At the turn of the 19thcentury, the tse-tse fly infested scrublands of Kenya’s second wildlife sanctuary was infamous for slave raids and general insecurity with wild animals roaming freely.
When the railway was being constructed in 1898 there was multitude of game but slowly hunters moved in and began to destroy the wildlife. Tsavo probably means ‘a place of slaughter’ from the Kamba language.
The story of the ‘Man Eaters of Tsavo’, two lions thought to be spirits of fallen chieftains protesting the construction of the railway was well captured in the film ‘The Ghost and the Darkeness’ starring Val Kilmer.
For over nine months, the two man-eating lions snatched Indian coolies working on the ‘Lunatic Express’ railway in deadly night attacks reigning terror and delaying the completion of the bridge over Tsavo River for four weeks. Finally, Colonel Patterson, the officer in charge of the construction, shot and killed the mane-less beasts that had massacred a total of 28 workers. The skins of the lions may be found at the Field Museum of Natural History in Chicago.
The plains of Tsavo were the sites of several battles during World War I between the British, based in Kenya which was then a British Protectorate, and the Germans, based in what was then Tanganyika, now Tanzania. British forces built forts along Tsavo River to counter threats from the German army.
One of the most eccentric campaigns immortalized in the film ‘Shout at the Devil’, featured fleets of Rolls Royces; its final surrender came three months after the rest of the world had signed an armistice.
The park (20,812 km2) was established in 1948, and later split into Tsavo West (9,065 km2) and Tsavo East (11,747 km2) in 1963.
Tsavo West’s “Shetani” – Devil Mountains – is an 8Km ancient lava flow of about 400 years old that forms a natural water filter for an underground stream that feeds the Mzima Springs, a natural oasis for hippos 40 kms away.
Lake Jipe, near the Tanzanian border, is fed from the snows of Mt. Kilimanjaro and is a paradise for water birds especially Black Herons and Pygmy Geese.

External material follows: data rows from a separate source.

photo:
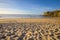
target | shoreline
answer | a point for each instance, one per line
(50, 20)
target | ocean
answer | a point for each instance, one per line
(20, 16)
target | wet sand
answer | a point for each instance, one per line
(30, 29)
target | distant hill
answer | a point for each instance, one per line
(55, 13)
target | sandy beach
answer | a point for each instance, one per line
(30, 29)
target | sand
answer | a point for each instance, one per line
(30, 29)
(50, 20)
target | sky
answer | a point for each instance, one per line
(28, 6)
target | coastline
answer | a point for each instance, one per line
(50, 20)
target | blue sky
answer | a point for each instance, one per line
(28, 6)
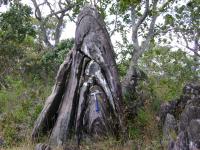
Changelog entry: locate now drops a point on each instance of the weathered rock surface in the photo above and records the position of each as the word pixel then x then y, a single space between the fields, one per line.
pixel 187 115
pixel 86 100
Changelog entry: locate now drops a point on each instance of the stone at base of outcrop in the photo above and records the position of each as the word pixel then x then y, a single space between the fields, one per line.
pixel 187 111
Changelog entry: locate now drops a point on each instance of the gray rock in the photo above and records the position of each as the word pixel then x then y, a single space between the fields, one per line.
pixel 194 134
pixel 191 112
pixel 182 142
pixel 169 128
pixel 167 108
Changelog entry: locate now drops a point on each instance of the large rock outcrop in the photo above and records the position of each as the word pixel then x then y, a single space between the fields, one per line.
pixel 86 100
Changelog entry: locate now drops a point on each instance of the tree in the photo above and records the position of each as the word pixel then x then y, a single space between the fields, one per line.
pixel 184 23
pixel 51 24
pixel 86 99
pixel 143 24
pixel 16 29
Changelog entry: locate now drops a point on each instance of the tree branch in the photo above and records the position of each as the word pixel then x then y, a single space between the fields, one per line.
pixel 139 22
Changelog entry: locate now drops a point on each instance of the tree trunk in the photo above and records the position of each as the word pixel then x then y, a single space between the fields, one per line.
pixel 86 99
pixel 129 82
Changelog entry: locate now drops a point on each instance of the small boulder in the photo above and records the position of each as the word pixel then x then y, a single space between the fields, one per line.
pixel 169 128
pixel 194 134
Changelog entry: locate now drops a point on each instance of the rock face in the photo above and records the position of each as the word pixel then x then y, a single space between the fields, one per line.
pixel 86 99
pixel 186 110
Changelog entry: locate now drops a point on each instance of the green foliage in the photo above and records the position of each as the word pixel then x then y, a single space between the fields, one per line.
pixel 168 71
pixel 19 107
pixel 16 23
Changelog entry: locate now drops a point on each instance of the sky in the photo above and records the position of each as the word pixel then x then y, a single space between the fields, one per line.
pixel 69 30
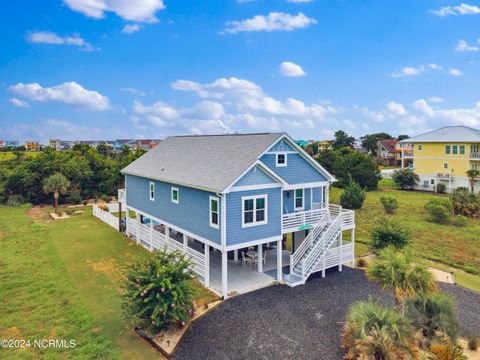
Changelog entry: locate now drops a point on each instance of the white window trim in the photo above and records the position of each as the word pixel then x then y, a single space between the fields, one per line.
pixel 295 199
pixel 216 226
pixel 276 160
pixel 254 198
pixel 151 190
pixel 178 195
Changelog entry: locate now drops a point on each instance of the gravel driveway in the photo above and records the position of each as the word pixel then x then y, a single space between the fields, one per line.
pixel 304 322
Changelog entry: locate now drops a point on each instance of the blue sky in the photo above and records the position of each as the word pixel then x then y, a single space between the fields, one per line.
pixel 103 69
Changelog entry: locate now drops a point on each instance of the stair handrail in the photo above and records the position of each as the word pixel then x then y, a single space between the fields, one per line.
pixel 327 238
pixel 309 240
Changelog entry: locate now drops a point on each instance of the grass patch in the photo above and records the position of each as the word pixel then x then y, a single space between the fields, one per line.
pixel 457 247
pixel 61 279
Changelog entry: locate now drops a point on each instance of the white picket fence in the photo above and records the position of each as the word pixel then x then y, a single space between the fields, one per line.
pixel 152 239
pixel 107 216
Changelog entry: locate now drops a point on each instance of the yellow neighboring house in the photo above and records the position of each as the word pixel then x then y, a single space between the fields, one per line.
pixel 443 156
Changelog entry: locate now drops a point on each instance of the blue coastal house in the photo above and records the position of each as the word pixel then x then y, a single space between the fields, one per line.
pixel 248 209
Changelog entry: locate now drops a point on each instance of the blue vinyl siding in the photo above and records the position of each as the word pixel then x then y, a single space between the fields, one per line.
pixel 191 213
pixel 236 234
pixel 297 171
pixel 255 176
pixel 281 146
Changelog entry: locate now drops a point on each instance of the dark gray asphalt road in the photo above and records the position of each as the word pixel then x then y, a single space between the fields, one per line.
pixel 304 322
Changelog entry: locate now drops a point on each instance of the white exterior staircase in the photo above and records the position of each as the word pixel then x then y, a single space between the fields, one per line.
pixel 311 256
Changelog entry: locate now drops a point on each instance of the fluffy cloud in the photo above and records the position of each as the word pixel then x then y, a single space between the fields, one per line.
pixel 463 46
pixel 47 37
pixel 131 28
pixel 18 103
pixel 414 71
pixel 462 9
pixel 69 93
pixel 274 21
pixel 138 11
pixel 288 68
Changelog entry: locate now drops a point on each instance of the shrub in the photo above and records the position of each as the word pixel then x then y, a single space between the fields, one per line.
pixel 353 196
pixel 405 178
pixel 460 221
pixel 106 198
pixel 159 291
pixel 374 331
pixel 15 200
pixel 441 188
pixel 473 343
pixel 432 314
pixel 389 232
pixel 465 203
pixel 390 204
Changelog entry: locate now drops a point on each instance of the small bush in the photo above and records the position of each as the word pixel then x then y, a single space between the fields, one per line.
pixel 441 188
pixel 390 204
pixel 106 198
pixel 15 200
pixel 353 196
pixel 388 232
pixel 473 343
pixel 159 291
pixel 460 221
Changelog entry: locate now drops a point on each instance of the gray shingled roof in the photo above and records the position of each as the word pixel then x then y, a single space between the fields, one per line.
pixel 447 134
pixel 209 162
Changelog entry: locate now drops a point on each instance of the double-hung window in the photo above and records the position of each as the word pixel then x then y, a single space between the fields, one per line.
pixel 281 160
pixel 175 195
pixel 214 212
pixel 254 210
pixel 299 199
pixel 152 191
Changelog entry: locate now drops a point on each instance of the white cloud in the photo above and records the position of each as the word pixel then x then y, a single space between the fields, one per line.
pixel 455 72
pixel 463 46
pixel 274 21
pixel 69 93
pixel 462 9
pixel 48 37
pixel 415 71
pixel 131 28
pixel 18 103
pixel 138 10
pixel 288 68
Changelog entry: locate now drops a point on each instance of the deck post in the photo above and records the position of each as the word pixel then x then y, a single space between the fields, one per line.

The Ngulia escarpment and the Ngulia Hills (1,828 m) are the destination for the annual migration of birds from the northern hemisphere during the autumn. The Roaring Rocks, named for the buzz of cicadas that bolliws around them, have panoramic views, making a spectacular observation point and sundowners.
Dominated by the 300 km Yatta Plateau lava flow – the longest in the world – Tsavo East is fed by the Athi River, which becomes the Galana that forms the spectacular Lugard’s Fall – famous for its crocodiles, named after Captain Lugard, the first proconsul to East Africa.
The 0.85 km2Aruba Dam built in 1952 in the middle of the Taru Desert is an essential waterhole, while the Mudanda Rock is the perfect spot to view elephants.
The parks are home to the largest population of elephants in Kenya, is famous for its lions. Watch out for long-necked gerenuks and fringe-eared oryxes.
The Tsavo River is home to Nile crocodiles and hippos, with blue and vervet monkeys frequenting the surrounding fever trees and Acacia tortillis.
Leopard, cheetah, wild dog (small population), buffalo, giraffe, zebra, and lesser kudu are abundant, with a diverse species of birds.
The parks have over 600 bird species; highlights including the Somali and Masai ostriches, golden pipits and Golden-breasted starlings including the threatened corncrake and the rare Basra reed warbler.
Each November and December, Eurasian birds migrating south at night along the eastern flyway become disoriented in the rainy season mists. 57 Palaearctic species and 197 Afrotropical have been recorded.